Nanoparticle size distribution measurement scheme using mass-to-charge ratio measurements with Vacuum Ultraviolet irradiation in medium vacuum

Abstract

With increasing demand for Virtual Metrology (VM) and Advanced Process Control (APC) in semiconductor manufacturing, the importance of in-situ quantitative monitoring of process results has grown beyond in-situ qualitative monitoring. Particle Size Distribution (PSD) analysis of nanoparticles ranging from several to hundreds of nanometers (nm) in diameter offers a possible method for the quantitative monitoring of plasma processes. However, conventional Particle Beam Mass Spectrometer (PBMS) systems designed for PSD analysis require pressures greater than hundreds of millitorrs for operation, which limits their applicability to modern semiconductor processes that require a medium vacuum. We propose a new PSD measurement scheme to perform PSD analysis for medium-vacuum processes. The hardware configuration includes a Vacuum Ultraviolet (VUV) irradiation chamber and a mass-to-charge ratio ($m/q$) measurement device consisting of a stacked-quadrupole-based charged particle funnel and Quadrupole Mass Analyzer (QMA). With this configuration, a PSD measurement algorithm is developed using a direct photoionization model-based Non-negative Least Squares (NNLSQ) method with gradient descent optimization. The PSD is estimated from multiple $m/q$ distributions measured under various VUV irradiation levels. The simulation results demonstrate that the proposed $m/q$ measurement scheme achieves an $m/q$ selection efficiency of 21% and a resolution of ± 3% for singly charged spherical Sodium Chloride (NaCl) nanoparticles at the sizes of 5–50 nm, which follow Maxwellian velocity distributions at 20 °C in the free molecular regime.

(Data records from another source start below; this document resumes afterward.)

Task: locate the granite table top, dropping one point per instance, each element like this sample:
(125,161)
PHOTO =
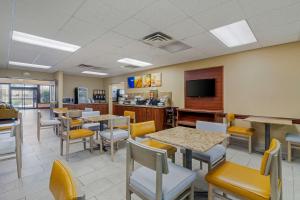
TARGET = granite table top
(189,138)
(270,120)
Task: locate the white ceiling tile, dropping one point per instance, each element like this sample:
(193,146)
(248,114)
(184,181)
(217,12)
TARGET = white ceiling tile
(257,7)
(50,57)
(194,7)
(134,29)
(223,14)
(22,52)
(160,14)
(99,14)
(5,21)
(128,7)
(79,32)
(183,29)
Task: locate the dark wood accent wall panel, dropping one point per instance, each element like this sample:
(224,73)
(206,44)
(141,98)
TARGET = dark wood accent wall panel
(206,103)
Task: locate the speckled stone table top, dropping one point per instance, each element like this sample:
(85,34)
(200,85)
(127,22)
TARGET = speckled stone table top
(189,138)
(100,118)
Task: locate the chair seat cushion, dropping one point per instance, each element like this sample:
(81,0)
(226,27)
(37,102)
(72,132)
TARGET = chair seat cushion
(159,145)
(118,134)
(80,133)
(5,128)
(236,130)
(91,126)
(213,155)
(50,122)
(76,122)
(292,137)
(240,180)
(173,184)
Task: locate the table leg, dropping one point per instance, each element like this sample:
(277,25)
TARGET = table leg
(188,159)
(267,135)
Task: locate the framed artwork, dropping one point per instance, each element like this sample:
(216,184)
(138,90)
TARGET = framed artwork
(156,79)
(138,81)
(147,80)
(130,82)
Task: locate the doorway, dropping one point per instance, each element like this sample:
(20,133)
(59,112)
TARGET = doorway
(23,96)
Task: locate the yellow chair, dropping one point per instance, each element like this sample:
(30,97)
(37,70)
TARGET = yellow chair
(247,183)
(77,135)
(62,185)
(131,115)
(239,132)
(143,128)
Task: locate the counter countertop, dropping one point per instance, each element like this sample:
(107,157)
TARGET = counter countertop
(83,103)
(142,106)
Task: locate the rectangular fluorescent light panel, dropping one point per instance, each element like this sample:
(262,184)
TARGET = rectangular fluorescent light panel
(44,42)
(134,62)
(20,64)
(235,34)
(94,73)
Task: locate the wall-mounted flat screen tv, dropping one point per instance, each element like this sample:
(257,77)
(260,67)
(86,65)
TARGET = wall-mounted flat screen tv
(201,88)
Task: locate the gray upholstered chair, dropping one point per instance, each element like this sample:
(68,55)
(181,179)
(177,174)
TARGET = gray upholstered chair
(293,140)
(92,126)
(47,123)
(157,179)
(215,155)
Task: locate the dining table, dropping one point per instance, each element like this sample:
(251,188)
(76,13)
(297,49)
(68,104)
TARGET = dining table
(16,133)
(267,121)
(190,139)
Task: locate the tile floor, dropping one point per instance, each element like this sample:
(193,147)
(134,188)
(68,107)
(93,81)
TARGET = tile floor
(97,175)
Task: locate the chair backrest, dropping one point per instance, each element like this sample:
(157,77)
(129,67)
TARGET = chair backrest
(74,113)
(230,117)
(152,158)
(271,165)
(39,117)
(141,129)
(61,183)
(88,109)
(131,114)
(86,114)
(211,126)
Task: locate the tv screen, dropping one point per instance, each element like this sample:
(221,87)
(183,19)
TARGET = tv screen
(201,88)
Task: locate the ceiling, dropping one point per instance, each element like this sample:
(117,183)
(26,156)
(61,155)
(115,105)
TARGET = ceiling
(108,30)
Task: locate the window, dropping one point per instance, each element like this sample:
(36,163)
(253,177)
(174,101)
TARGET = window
(45,94)
(4,93)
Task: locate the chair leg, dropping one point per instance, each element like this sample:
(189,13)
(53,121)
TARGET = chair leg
(67,149)
(250,144)
(38,132)
(210,192)
(61,146)
(289,151)
(91,144)
(128,195)
(201,165)
(191,196)
(112,150)
(84,143)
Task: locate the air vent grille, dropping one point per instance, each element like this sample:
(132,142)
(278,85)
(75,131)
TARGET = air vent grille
(91,67)
(130,67)
(158,39)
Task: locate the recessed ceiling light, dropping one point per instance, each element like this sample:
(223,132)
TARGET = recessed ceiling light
(94,73)
(134,62)
(20,64)
(44,42)
(235,34)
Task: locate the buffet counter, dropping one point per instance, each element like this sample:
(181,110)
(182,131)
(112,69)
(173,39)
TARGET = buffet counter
(144,113)
(102,107)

Furthermore, under ideal photoionization-dominant conditions for NaCl nanoparticles with randomly assigned initial charges, peak-normalized target monodispersed PSDs with distribution change slopes ranging from $-$0.4 to 0.5 ${\text{nm}}^{-1}$ can be estimated in the size range of 5–50 nm, with mode errors within 5.6% and Geometric Standard Deviation (GSD) errors within 2.0%.